After you up the service you can use the host machine ip:50070 view the
hdfs and use the host machine ip:8088 view yarn

Environment Variables
HADOOP_MASTER
HDFS_MASTER
YARN_MASTER
HISTORY_MASTER
HDFS_FS_DEFAULTFS
HDFS_SLAVES
HDFS_DFS_REPLICATION
HDFS_DFS_NAMENODE_SECONDARY_HTTP_ADDRESS
YARN_RESOURCEMANAGER_HOSTNAME

hbase

The service depends on zookeeper service, Start the zookeeper service before starting.
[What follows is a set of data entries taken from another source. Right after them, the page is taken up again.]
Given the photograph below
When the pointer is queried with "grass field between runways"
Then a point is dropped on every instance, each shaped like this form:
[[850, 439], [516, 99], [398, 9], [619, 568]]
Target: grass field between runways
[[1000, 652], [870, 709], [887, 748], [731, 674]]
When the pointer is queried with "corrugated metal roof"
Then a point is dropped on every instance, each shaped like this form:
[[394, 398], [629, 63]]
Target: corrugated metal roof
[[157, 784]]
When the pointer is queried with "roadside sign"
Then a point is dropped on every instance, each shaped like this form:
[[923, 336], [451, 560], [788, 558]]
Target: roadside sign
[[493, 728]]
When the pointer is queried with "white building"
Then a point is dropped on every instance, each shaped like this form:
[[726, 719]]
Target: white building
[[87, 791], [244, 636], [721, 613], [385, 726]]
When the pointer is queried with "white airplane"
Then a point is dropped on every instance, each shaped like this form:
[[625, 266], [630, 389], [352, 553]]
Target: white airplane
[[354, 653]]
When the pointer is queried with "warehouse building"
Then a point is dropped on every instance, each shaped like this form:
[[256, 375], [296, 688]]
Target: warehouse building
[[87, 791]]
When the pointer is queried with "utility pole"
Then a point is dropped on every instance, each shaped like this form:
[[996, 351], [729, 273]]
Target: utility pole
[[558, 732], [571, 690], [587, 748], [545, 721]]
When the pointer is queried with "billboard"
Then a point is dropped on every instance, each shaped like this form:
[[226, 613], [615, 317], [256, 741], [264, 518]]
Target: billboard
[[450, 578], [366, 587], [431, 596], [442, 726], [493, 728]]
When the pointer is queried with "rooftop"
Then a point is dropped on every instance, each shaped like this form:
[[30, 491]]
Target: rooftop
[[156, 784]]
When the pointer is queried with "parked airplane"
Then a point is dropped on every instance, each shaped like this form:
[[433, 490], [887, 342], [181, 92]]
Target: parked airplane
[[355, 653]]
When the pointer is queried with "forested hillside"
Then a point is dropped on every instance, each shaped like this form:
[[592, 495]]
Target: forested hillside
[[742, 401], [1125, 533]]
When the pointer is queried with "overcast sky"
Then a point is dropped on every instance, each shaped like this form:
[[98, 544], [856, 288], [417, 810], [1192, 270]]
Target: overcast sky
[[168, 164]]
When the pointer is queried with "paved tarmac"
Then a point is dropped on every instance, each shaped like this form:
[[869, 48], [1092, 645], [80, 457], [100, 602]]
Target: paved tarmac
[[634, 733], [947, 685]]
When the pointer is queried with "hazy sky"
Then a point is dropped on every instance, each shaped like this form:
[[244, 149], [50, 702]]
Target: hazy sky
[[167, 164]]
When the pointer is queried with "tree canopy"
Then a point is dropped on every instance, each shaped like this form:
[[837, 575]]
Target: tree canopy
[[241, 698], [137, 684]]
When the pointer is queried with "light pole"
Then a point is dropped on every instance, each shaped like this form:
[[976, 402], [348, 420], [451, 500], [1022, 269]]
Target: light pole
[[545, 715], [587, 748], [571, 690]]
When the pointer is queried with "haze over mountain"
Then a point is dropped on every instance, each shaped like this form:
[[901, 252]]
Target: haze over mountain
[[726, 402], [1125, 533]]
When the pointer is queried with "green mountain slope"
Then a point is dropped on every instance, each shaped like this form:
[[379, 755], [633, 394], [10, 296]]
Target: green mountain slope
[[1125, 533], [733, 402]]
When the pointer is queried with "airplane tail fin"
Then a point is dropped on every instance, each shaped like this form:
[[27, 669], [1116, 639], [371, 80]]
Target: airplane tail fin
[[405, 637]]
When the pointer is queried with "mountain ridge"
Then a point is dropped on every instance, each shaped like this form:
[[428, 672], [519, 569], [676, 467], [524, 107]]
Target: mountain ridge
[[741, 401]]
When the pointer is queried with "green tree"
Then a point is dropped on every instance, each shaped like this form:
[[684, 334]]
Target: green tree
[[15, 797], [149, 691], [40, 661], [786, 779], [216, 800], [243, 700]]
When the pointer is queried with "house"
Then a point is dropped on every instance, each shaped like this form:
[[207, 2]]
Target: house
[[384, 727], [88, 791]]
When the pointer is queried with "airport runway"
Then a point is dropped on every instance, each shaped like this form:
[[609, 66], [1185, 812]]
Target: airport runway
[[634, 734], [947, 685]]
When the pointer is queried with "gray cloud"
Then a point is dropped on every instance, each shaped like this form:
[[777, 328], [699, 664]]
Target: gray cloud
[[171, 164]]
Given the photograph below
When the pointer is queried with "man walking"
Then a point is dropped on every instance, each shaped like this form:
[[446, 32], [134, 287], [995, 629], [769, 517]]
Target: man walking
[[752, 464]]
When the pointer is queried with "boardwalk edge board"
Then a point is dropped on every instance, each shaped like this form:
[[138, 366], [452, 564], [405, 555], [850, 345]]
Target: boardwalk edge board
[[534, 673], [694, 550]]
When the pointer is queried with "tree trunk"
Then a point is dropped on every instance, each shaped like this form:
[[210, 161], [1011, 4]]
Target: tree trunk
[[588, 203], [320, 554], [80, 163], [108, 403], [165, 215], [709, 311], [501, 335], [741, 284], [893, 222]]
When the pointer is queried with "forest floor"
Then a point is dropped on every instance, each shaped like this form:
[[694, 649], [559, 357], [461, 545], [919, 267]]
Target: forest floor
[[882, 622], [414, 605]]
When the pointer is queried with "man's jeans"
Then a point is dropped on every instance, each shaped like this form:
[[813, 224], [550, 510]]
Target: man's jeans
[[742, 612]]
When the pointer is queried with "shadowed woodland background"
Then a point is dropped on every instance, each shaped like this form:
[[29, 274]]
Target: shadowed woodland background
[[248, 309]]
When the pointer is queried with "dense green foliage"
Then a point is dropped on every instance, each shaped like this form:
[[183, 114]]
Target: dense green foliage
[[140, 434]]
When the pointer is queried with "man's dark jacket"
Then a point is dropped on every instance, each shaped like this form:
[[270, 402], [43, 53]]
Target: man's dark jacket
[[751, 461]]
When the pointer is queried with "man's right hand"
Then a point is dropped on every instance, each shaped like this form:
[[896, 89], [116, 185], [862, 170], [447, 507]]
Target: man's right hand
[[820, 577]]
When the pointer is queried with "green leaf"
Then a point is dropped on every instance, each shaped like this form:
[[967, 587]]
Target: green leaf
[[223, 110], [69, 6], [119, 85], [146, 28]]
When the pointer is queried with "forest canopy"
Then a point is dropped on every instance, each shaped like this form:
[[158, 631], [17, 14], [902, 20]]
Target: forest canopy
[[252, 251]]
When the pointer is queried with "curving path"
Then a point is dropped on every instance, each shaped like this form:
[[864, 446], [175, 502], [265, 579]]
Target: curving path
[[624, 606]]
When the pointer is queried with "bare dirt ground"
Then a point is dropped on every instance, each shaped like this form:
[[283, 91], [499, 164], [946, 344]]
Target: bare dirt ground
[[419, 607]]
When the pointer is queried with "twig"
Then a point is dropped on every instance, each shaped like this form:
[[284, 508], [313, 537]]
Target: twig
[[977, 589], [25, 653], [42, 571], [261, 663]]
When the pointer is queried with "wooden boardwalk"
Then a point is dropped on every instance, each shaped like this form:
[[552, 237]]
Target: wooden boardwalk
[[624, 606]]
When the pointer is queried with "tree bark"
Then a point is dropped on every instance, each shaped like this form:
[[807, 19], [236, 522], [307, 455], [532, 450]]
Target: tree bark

The service from the hbase image, if you use docker-compose-hbase.yml for the first time,it automatically builds the image.
You can comment out the build option to direct to use image.
version 2.0.0
image:https://hub.docker.com/r/yinfuyuan/hbase/
Dockerfile:https://github.com/yinfuyuan/docker-bigdata/blob/master/services/hbase/2.0/Dockerfile

After you up the service you can use the host machine ip:16010 view the hbase.

kafka

The service depends on zookeeper service, Start the zookeeper service before starting.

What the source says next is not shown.